Certaines pièces présentent-t-elles des difficultés particulières ?
L’erreur serait de donner ces pièces à des pianistes parfois trop jeunes car on se dit que c’est court et pas trop virtuose.
J’ai voulu réunir ces deux oeuvres dans un CD, pour une raison principale, et cette citation de 1915 par le compositeur Gabriel Fauré le résume : « L’effroyable tempête que nous traversons nous rendra-t-elle à nous-même en nous rendant notre sens commun, c’est à dire le goût de la clarté dans la pensée, de la sobriété et de la pureté dans la forme, le dédain du gros effet! »
Comment s’est déroulée la session d’enregistrement de ton disque ? As-tu fait plusieurs prises ?

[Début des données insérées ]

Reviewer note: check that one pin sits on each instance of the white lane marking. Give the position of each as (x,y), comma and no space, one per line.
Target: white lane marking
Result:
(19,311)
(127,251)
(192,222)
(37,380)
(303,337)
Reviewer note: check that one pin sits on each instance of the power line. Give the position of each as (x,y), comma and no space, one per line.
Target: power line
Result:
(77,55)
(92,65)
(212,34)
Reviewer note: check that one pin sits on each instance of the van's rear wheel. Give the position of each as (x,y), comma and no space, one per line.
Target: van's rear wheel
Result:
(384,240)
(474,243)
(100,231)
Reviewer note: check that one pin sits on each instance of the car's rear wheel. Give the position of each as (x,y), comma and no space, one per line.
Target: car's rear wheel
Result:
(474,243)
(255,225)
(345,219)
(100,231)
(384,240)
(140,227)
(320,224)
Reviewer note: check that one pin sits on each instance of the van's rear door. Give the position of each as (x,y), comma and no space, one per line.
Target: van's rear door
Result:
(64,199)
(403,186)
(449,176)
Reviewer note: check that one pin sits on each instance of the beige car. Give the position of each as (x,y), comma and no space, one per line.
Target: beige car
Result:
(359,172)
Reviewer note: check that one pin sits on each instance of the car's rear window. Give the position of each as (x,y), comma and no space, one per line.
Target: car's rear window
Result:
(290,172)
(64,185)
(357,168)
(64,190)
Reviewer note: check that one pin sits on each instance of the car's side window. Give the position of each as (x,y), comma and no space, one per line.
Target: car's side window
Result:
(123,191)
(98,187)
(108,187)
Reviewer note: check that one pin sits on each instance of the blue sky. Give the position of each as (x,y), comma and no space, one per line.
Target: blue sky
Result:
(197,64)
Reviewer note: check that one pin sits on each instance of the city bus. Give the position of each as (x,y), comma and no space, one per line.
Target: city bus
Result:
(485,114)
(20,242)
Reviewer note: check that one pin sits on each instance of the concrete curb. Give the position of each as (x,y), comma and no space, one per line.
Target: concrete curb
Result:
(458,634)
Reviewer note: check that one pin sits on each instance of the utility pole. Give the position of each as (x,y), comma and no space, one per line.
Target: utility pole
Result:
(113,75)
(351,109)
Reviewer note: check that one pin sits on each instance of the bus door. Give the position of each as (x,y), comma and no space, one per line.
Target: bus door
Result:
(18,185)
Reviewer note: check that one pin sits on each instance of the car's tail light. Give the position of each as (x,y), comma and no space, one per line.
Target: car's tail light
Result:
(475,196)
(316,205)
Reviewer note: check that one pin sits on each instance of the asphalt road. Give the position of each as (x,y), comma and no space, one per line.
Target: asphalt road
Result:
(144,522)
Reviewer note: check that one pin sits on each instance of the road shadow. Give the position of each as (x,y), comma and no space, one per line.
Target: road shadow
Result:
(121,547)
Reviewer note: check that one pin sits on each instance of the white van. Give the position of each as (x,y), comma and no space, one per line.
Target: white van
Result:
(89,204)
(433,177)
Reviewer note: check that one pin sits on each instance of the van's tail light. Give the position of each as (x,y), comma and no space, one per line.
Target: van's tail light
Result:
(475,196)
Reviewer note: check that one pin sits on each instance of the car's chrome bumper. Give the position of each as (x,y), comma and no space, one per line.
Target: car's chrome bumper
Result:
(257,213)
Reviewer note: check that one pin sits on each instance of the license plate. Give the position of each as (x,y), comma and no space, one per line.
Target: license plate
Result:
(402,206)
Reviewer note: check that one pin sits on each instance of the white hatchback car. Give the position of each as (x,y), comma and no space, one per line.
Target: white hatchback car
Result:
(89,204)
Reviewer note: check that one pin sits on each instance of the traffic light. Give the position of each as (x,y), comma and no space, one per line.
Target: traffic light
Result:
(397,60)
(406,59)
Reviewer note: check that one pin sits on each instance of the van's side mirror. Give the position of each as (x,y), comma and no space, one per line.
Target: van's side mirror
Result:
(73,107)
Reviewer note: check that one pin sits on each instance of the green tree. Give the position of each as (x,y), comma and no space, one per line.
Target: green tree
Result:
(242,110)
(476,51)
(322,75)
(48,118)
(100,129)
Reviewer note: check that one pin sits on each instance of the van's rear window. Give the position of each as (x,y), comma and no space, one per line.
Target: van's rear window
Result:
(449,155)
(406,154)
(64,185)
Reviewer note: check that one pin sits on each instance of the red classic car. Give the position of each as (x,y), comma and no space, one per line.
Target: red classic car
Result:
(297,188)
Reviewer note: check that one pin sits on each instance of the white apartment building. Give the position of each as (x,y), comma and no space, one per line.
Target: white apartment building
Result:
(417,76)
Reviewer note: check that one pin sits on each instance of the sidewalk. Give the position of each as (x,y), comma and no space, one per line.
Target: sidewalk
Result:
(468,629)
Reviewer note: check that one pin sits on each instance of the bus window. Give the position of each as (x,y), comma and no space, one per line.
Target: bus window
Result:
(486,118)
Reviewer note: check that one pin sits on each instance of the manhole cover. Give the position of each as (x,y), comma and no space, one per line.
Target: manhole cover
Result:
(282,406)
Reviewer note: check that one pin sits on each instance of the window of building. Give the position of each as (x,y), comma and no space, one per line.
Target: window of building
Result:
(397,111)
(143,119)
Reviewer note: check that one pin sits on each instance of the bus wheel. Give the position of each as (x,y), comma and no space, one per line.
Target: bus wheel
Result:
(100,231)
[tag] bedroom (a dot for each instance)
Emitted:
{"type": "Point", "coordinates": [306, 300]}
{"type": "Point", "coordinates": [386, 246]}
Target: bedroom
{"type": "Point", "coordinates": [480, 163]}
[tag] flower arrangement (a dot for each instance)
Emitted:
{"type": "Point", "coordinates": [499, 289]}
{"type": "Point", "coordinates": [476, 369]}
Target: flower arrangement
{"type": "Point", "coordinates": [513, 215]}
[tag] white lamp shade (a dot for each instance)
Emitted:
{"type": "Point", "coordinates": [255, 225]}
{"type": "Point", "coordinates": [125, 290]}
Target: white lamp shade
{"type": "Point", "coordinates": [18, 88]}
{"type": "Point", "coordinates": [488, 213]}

Au départ j’ai été surprise par la façon d’enregistrer : avec un casque, sur un clavier maître. Je ne connaissais que les pianos acoustiques (droits et à queue) et les pianos électriques. La mécanique m’a rassurée et cela m’a surprise d’avoir pu enregistrer en une prise le nocturne et les pièces de Dutilleux.
Que penses-tu des instruments modélisés et notamment du Steinway B sur lequel tu as enregistré ?
Les instruments modélisés permettent d’enregistrer sur des instruments que j’aurai rarement l’occasion de jouer dans une pièce de 10 m2 ! Il faut avouer que le rendu est bluffant, les sons réels peuvent êtres modulés dans des acoustiques totalement maîtrisées et variées.